Penney, Stef - 'The Invisible Ones'
Set in mid-1980s England, THE INVISIBLE ONES is told from the alternating points of view of Ray Lowell, a private detective, and "JJ" Janko, a 14-year-old gypsy boy who lives with his mother in a trailer on a piece of waste land. Ray's father was a gypsy, but "married out" and settled down to a regular job as a postman, giving up the nomadic, outdoor life, and emphatically bringing up his son as a gorjio (non-Romany). The two communities live in parallel, according to different rules; people are either gorjio or gypsy, with only minimal interconnection - echoed by the novel's method of telling the same story from the point of view of two separate narrators. Ray considers himself fully assimilated into the gorjio life, never having lived as a gypsy, but the plot of the novel is designed to bring him into close contact with his roots. A new client, Leon Wood, asks Ray to find out what happened to his daughter Rose, who vanished about seven years ago after a short marriage to a man called Ivo Janko. Ray has good reasons for not investigating missing-persons cases, but he has to agree with Leon's point that gypsies will not speak to anyone who is not one of them, so reluctantly takes the job. He tries to track down Ivo Janko, which takes him some time, during which we learn about his failed marriage and, in the alternating chapters, more about JJ's extended family and life.
JJ does not know who his father is, but lives with his mother Kath and her close-knit family - her parents, their brother Tene, who is confined to a wheelchair after an accident, Tene's son Ivo and Ivo's son Christo, have trailers on the same patch as JJ. The dominant theme of the novel is the "outsider yet insider" status of JJ and Ray.
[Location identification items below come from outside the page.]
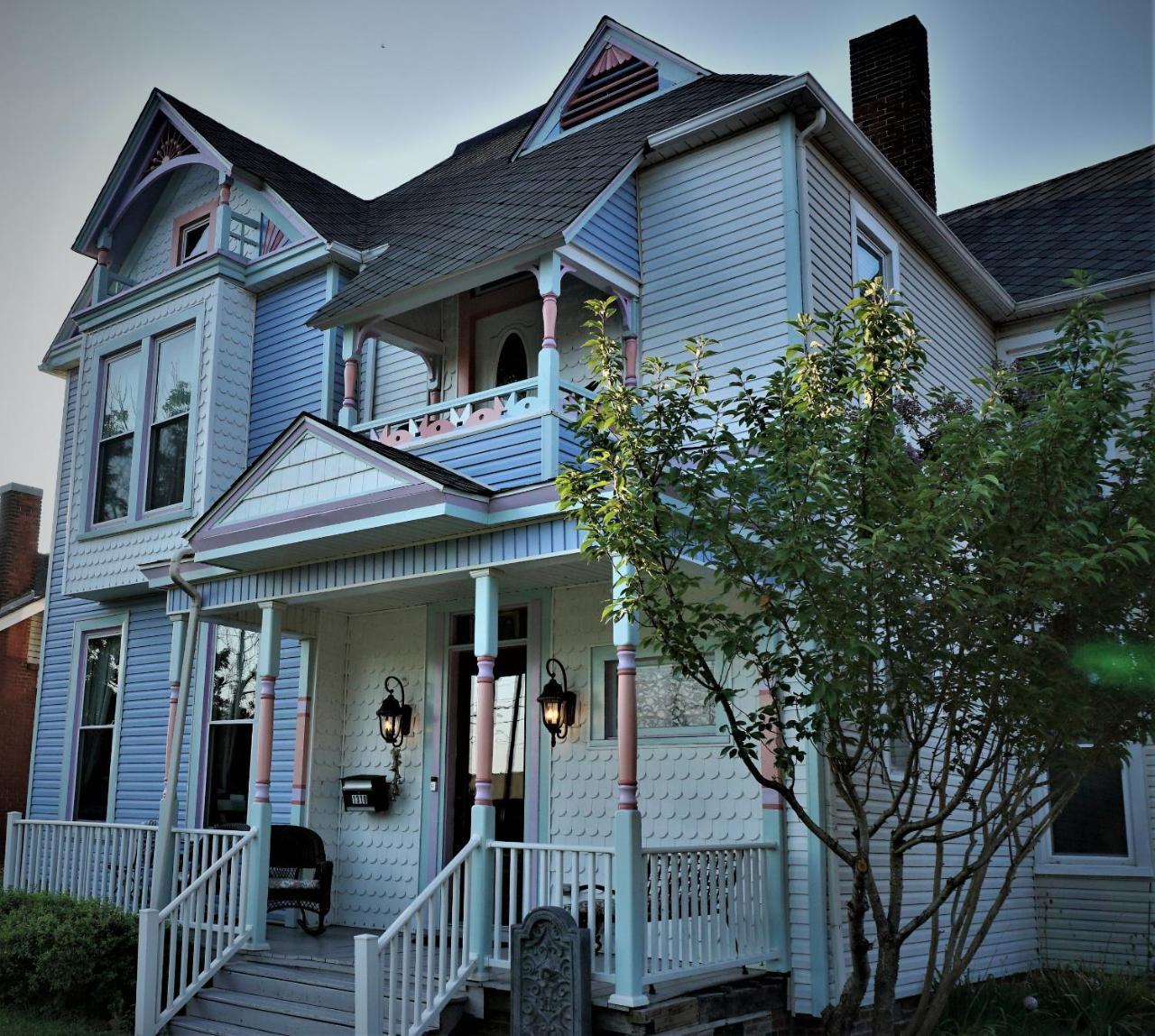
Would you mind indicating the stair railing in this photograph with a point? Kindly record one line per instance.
(185, 944)
(426, 950)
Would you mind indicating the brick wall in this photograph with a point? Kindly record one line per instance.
(891, 90)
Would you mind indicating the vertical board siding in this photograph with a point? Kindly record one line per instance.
(713, 253)
(288, 359)
(961, 341)
(611, 234)
(500, 457)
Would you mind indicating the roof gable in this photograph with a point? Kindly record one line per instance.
(615, 69)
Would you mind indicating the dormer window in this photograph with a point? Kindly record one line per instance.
(614, 79)
(194, 239)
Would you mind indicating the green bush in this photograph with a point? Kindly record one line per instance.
(67, 957)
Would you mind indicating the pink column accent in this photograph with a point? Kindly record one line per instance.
(549, 320)
(484, 791)
(264, 738)
(173, 697)
(300, 751)
(627, 727)
(772, 800)
(630, 347)
(353, 364)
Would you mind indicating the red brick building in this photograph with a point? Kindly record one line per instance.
(23, 573)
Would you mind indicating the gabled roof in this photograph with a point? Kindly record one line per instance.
(1100, 218)
(482, 202)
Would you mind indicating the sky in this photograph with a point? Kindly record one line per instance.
(370, 94)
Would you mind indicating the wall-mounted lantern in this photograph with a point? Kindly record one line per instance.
(558, 704)
(394, 717)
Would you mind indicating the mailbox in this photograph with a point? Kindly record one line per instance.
(365, 793)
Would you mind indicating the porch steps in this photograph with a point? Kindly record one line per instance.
(258, 994)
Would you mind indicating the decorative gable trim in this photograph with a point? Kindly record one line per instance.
(615, 69)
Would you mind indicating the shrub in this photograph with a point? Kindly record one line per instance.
(67, 957)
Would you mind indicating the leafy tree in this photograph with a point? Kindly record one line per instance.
(947, 597)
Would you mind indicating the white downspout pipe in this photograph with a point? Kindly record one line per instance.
(162, 865)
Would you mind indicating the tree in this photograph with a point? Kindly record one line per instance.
(965, 580)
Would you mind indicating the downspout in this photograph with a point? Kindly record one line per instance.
(162, 866)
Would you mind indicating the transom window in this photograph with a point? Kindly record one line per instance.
(143, 434)
(230, 729)
(97, 726)
(194, 239)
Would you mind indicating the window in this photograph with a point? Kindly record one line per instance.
(116, 437)
(668, 704)
(1097, 830)
(875, 251)
(97, 726)
(513, 363)
(169, 437)
(230, 735)
(194, 239)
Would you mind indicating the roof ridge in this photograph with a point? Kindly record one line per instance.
(1069, 174)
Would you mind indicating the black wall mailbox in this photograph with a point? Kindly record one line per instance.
(365, 793)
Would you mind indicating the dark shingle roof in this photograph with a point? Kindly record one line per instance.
(478, 203)
(1100, 218)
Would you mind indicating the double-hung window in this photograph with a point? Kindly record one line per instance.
(230, 727)
(96, 726)
(145, 397)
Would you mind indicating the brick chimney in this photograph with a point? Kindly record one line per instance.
(20, 532)
(891, 90)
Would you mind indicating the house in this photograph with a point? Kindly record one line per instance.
(23, 574)
(306, 500)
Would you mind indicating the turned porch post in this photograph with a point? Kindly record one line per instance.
(260, 809)
(482, 818)
(628, 866)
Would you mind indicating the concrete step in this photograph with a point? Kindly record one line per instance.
(268, 1014)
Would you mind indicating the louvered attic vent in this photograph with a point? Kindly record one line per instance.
(614, 79)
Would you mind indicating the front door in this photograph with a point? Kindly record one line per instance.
(508, 730)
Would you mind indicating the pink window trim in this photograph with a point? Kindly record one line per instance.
(184, 219)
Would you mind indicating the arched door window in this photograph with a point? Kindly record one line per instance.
(513, 363)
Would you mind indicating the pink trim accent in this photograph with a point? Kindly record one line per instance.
(549, 320)
(630, 347)
(627, 719)
(184, 219)
(483, 793)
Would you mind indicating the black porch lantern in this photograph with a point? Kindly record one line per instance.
(558, 704)
(394, 717)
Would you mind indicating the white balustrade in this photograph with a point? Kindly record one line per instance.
(186, 942)
(706, 909)
(426, 952)
(106, 862)
(578, 879)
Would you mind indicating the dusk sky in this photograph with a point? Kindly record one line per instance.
(370, 94)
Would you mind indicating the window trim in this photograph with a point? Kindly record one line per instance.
(85, 630)
(144, 338)
(865, 224)
(701, 735)
(1138, 863)
(181, 223)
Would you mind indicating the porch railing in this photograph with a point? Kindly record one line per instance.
(428, 954)
(578, 879)
(106, 862)
(707, 908)
(184, 944)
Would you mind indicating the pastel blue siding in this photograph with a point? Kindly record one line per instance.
(613, 231)
(288, 359)
(502, 457)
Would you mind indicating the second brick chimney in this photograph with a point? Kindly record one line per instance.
(891, 91)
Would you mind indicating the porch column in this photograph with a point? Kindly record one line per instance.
(260, 811)
(628, 866)
(482, 818)
(550, 273)
(301, 742)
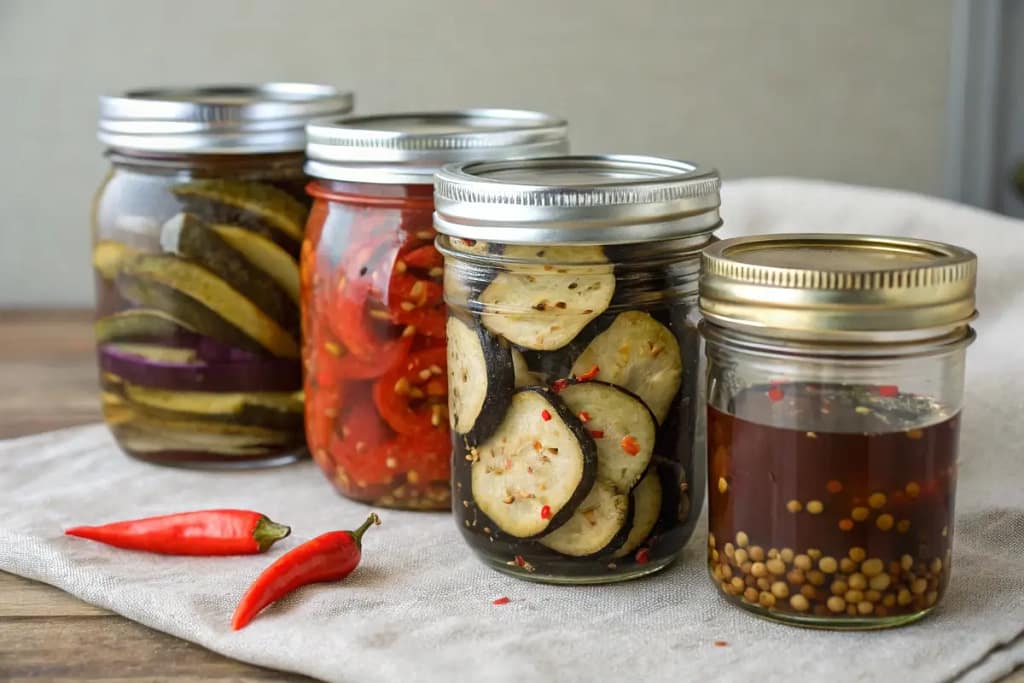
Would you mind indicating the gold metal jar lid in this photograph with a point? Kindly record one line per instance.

JJ attends school and experiences all the usual issues of growing up, but his Romany race and lifestyle are always a filter between him and his teachers and fellow-students - either in reality or in his own mind. A dominant part of the lives of the small band of gypsies concerns Christo, the undersized, ill little boy whom JJ loves dearly and for whom he would do anything.
As Ray learns more about the Janko family in his attempts to discover what happened to Rose, he becomes increasingly emotionally involved in them, striking up a sort of friendship with JJ, who is fascinated by Ray's profession. After he learns of Ray's quest, JJ decides to try to find out what happened to Rose, as his complex feelings for Ivo see-saw between resentment and wishing that he might turn out to be his father. Ray, in turn, becomes drawn to one of Kath's sisters, who has left the gypsy life. Hence the novel is both a detective story as well as a story about the personalities and choices of the two protagonists - Ray the outsider who finds in himself a long-hidden yearning to become an insider; and JJ the insider who is conflicted about his desire to exist in the outsider's world, curiosity about his father's identity, and loyalty to his family.
I loved THE INVISIBLE ONES, mainly because of its characters of Ray and (after a bit of shaky start) JJ. The initial detective plot is perhaps rather simplistic in the way in which it turns out, but in a book full of double-themes, it gives way to the more complicated mystery of the Janko family itself, which becomes more relevant and pressing as the pages turn, not least because of the little boy Christo and whether there is any hope for him. Because everything the reader knows is only what Ray or JJ knows, the author can reveal very little of the truth and hence can deliver the punchline without having given away too many clues - as Ray can only really know what the Jankos tell him, and JJ cannot fully interpret the adult world that surrounds him - the "clues" he cannot understand become clear in retrospect after the final revelation of the underlying mystery surrounding the "cursed" Janko family.
I highly recommend this book to anyone, not just those who enjoy crime fiction but to those who like a well-written story containing rounded characters, genuine emotion, and providing insights into a vanishing way of life that is unknown to most of us. It is at least as good a novel as the author's impressive debut, THE TENDERNESS OF WOLVES, and in many ways, even better.